Durante a viagem de carro até ao ponto seguro, começamos a ver a “despedida” de Brody. Um momento de contemplação que nunca é sinal de algo bom. Quando um personagem, em qualquer série, começa a falar da sua infância com um olhar perdido no horizonte ou em contemplação, é sinal que não sobrevive muito mais tempo. Se a isso juntarmos a necessidade que “Homeland” tem em fazer sempre o contrario daquilo que passa episódios a construir e que a cara de felicidade e alívio espelhados nas faces de Carrie e Saul (Mandy Patinkin) quando planeiam juntar-se todos na Alemanha para beberem umas ‘jolas, estava mesmo a pedir tragédia…

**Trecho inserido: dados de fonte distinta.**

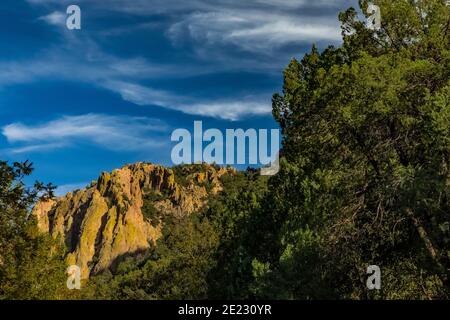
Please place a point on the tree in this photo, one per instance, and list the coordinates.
(365, 176)
(31, 264)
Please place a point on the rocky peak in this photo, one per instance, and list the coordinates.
(104, 222)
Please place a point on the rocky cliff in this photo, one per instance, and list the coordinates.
(105, 221)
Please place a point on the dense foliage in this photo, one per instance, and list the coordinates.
(364, 180)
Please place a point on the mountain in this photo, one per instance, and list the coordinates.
(119, 214)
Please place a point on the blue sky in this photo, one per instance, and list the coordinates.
(78, 102)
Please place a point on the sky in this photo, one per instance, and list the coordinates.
(79, 102)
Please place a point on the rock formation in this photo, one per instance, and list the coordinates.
(105, 222)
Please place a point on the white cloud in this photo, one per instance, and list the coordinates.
(121, 133)
(262, 28)
(222, 109)
(254, 31)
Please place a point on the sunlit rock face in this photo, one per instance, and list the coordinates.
(104, 222)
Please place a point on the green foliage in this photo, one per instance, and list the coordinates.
(366, 132)
(176, 269)
(31, 264)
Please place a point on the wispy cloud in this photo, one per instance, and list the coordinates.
(223, 35)
(254, 31)
(119, 133)
(222, 109)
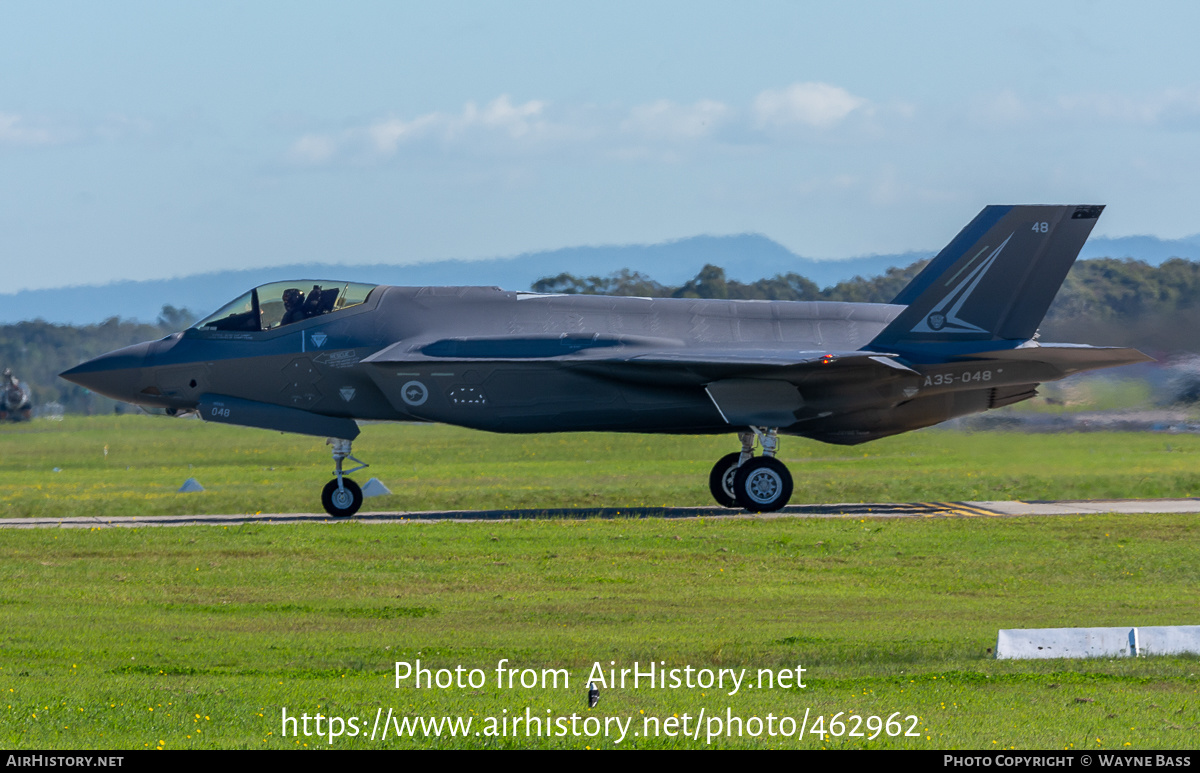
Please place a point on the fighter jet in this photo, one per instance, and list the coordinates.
(312, 357)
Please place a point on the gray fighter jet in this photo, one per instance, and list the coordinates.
(311, 357)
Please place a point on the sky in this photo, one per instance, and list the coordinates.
(155, 139)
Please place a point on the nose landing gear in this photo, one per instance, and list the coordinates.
(759, 484)
(341, 496)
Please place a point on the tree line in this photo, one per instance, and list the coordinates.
(1103, 301)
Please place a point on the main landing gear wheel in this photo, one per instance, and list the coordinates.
(720, 480)
(341, 496)
(343, 502)
(762, 485)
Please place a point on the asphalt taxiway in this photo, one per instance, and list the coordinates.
(903, 510)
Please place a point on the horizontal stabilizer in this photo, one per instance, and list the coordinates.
(1066, 357)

Quando algo nasce torno, dificilmente se endireita. Quando o “torto” é algo que pode nascer, não há nada a fazer. Esta gravidez nunca deveria ter acontecido, nunca deveria ter sido um arco e muito menos numa temporada tão mal orquestrada como esta. Nunca haveria um tempo certo para Carrie contar a Brody mas não me restava grandes duvidas que iria ser usado como uma arma ou consolo. Dito quando Brody está deitado no chão a morrer, com a cabeça no seu colo a dizer que tem muito frio e que está a ver uma luz ou, o que foi o caso, para lhe dar algo porque lutar. O sargento tem ser uma vez mais a voz da razão e explica à moralista Carrie (a frase “És um marine, as regras são diferentes” vai ficar gravada na minha memória!) que nem sempre os fins justificam os meios e ela larga a bomba, como sempre gosta de o fazer. No final houve algo como “estamos destinados a estar juntos” e “o nosso futuro passa pela vida” numa referência ao estarem juntos mas também à criança que está para nascer. Ora, são duas coisas que não se viram nesta temporada. Não nos mostraram de forma decente o amor que une estes dois (por falar em coisas que não deviam ter acontecido) e ela tem vindo a negar esta gravidez até a ela própria. Mas fica bem puxar destas coisas na véspera de eliminarem um deles, dá significado à personagem apesar de tudo.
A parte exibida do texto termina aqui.